19. Limitations of code parameter regime (dimensionless parameters accessible): TRANSP is constructed from numerous physics components, each with its own limitations and range of validity. Therefore, no simple answer is possible. It is probably more informative to note that TRANSP is an axisymmetric core-only tokamak code which assumes 1d nested flux surfaces and treats plasma parameters (temperature, density, and toroidal angular velocity) as flux surface invariants. It does not have explicit models for SOL plasmas or plasma material interfaces. It does not have the 3d geometry that would be needed for detailed modeling of alternative configurations such as stellarators, although TRANSP runs with special constraints have been used for a variety of stellarator and RFP studies.
20. What third party software is used? (eg. Meshing software, PETSc, ...): NetCDF, MDS+, lapack/blas, fftw, scalapack, superLU, pgplot.
21. Description of scalability: It is mainly a serial code with access to MPI scalable components (e.g. NUBEAM and the TORIC ICRF model).
22. Major serial and parallel bottlenecks: Serial bottlenecks: running time for TRANSP analysis simulations are dominated by heating and current drive source models. This is often still the case in predictive simulations, although there are predictive runs where the transport model and transport equation solvers become competitive or dominant over the calculation of source terms. Parallel bottleneck: Amdahl's Law - the unparallelized portion of the multi-physics model will always dominate runtime in the limit of large numbers of processors. Many parts of TRANSP - 1d models - appear to be too small to parallelize efficiently.
23. Are there smaller codes contained in the larger code? Describe: heating and current drive sources (NUBEAM, TORIC, LSC, TORAY, GENRAY, FRANTIC); transport (NCLASS, GLF23, MMM95, MMM07); mathematical libraries (FFTW, SuperLU, Scalapack) as used by various components; I/O libraries: NetCDF, MDS+. 135 libraries are referenced in the TRANSP build.
24. Supported platforms and portability: this is mainly a question of fortran compilers. The code generally runs well on systems using Pathscale fortran, Intel fortran, Lahey-Fujitsu fortran, gfortran. There have been problems running over PGI fortran and IBM fortran; these could be overcome if there is ever sufficient reason to do so.
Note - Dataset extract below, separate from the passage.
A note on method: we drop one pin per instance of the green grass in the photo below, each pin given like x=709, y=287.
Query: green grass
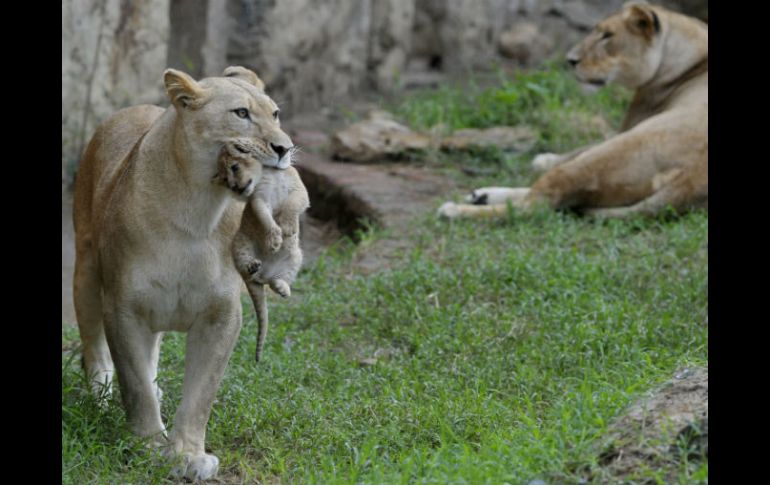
x=504, y=349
25. Illustrations of time-to-solution on different platforms and for different complexity of physics, if applicable: Typical NSTX analysis TRANSP runs take of order one hour on a serial machine. "Time slice" analysis runs can finish in five minutes or less. On the other hand, many ITER simulations require 1-4 weeks. A recent JET simulation with high resolution ICRF (TORIC) required 6 weeks on a single processor which was reducible to 1.5 days using an MPI version of TORIC running over infiniband on 96 processors; suitable equipment for production of such MPI-TORIC runs is being acquired.
26. Any additional comments: A major component of the success of TRANSP has come not from the physics model itself: it is a reasonable model but certainly not at the cutting edge of research. Rather, the TRANSP effort has long benefitted from careful attention to operational engineering issues: data management and data handling associated with the tokamak experimental data analysis workflow, with many practical benefits to users and much facilitation of collaboration. Also, the provision of a TRANSP production system, the "Fusion Grid", has been popular. This is because it is well supported, i.e. user problems are seriously addressed.